In 2018 he wrote about how the searing reality that Israel is had eroded his faith in its future. “Yet, just when the term ‘Palestinian state’ is becoming a staple fixture in the international sphere, I and some of my good friends who fought for it for 50 years feel – and I hope I am proved wrong – that this vision is no longer viable in practice. Indeed, it has become only a deceptive and crafty cover for a slow but ever-deepening slide into a condition of vicious occupation and legal and social apartheid with which we in the peace camp – Israelis and Palestinians alike – have come to terms out of weariness and fatalism… it is not the Jewish or Zionist identity that I fear for, but something more important: our humanity and the humanity of the Palestinians in our midst. We are not Americans in Vietnam, the French in Algeria, or the Soviets in Afghanistan, who one day get up and leave. We will live with the Palestinians for eternity, and every wound and bruise in relations between the two peoples will be engraved in the memory and passed on from one generation to the next. Accordingly, we must try to examine the situation with intellectual honesty and think about other solutions that can stop this process and reverse it. What’s in danger now is not Israel’s Jewish and Zionist identity but its humanity – and the humanity of the Palestinians who are under our rule.”
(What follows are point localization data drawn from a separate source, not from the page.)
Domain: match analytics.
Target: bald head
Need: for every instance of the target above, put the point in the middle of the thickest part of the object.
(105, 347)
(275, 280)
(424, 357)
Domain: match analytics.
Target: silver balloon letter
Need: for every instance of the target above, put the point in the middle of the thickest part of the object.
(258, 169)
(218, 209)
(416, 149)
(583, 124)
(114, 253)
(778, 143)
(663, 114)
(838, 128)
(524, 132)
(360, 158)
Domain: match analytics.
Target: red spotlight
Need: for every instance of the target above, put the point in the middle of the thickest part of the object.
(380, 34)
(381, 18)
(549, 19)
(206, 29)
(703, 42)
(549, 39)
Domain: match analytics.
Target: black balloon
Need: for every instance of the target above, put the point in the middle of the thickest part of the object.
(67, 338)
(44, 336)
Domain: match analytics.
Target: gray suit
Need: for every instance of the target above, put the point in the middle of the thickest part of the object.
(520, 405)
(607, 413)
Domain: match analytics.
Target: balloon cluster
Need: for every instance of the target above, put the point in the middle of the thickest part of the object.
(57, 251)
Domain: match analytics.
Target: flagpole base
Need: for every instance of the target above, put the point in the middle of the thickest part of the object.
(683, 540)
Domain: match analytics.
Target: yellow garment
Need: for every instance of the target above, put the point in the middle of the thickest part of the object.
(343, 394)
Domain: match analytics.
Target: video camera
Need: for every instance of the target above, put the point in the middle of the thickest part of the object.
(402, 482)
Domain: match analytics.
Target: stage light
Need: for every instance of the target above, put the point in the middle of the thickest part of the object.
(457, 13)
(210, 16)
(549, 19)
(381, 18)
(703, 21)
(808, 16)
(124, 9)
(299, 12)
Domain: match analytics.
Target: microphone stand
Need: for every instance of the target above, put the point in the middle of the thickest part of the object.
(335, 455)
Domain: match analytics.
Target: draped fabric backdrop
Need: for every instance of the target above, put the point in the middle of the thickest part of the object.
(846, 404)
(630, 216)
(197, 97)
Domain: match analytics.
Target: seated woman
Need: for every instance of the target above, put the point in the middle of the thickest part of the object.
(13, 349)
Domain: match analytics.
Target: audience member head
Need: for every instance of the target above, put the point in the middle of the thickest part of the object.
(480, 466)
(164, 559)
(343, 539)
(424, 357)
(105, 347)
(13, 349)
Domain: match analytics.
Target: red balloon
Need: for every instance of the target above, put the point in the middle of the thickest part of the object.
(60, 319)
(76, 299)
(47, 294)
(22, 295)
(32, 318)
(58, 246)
It is this danger that I see as motivating me to actively speak out, to place what pressure I can on Israel to recognize the error of its ways. It leads me to conclude that Israel is today an apartheid state and that the non-violent tactics that we used to challenge South Africa are called for in fighting the oppression of the Palestinian people.

Yehoshua and I may still be a part of what it means to be a whole Jew but we agree that it is not to be found in today’s Israel.

Haaretz column Gideon Levy captured the pain in his eulogy for a great writer. “He declared a divorce. The plan to stop apartheid: The time had come to say goodbye to the two-state vision. The unavoidable conclusions he left to those who come after him. He was no longer strong enough to move to the next phase, the unavoidable separation from Zionism. If the time of separation from the two-state vision had come, there also had to be a separation from either the Jewish or the democratic state. It’s impossible to have both. What did Yehoshua choose? … The man who had devoted his intellectual prowess to the question of Jewish identity, who reminded us of all that the Jewish people had not imagined immigrating here for the centuries during which it could have, and preferred longing and lamentations, found something more important than Jewish and Zionist identity: humanity. Goodbye, dear friend, and thank you for all the conversations.”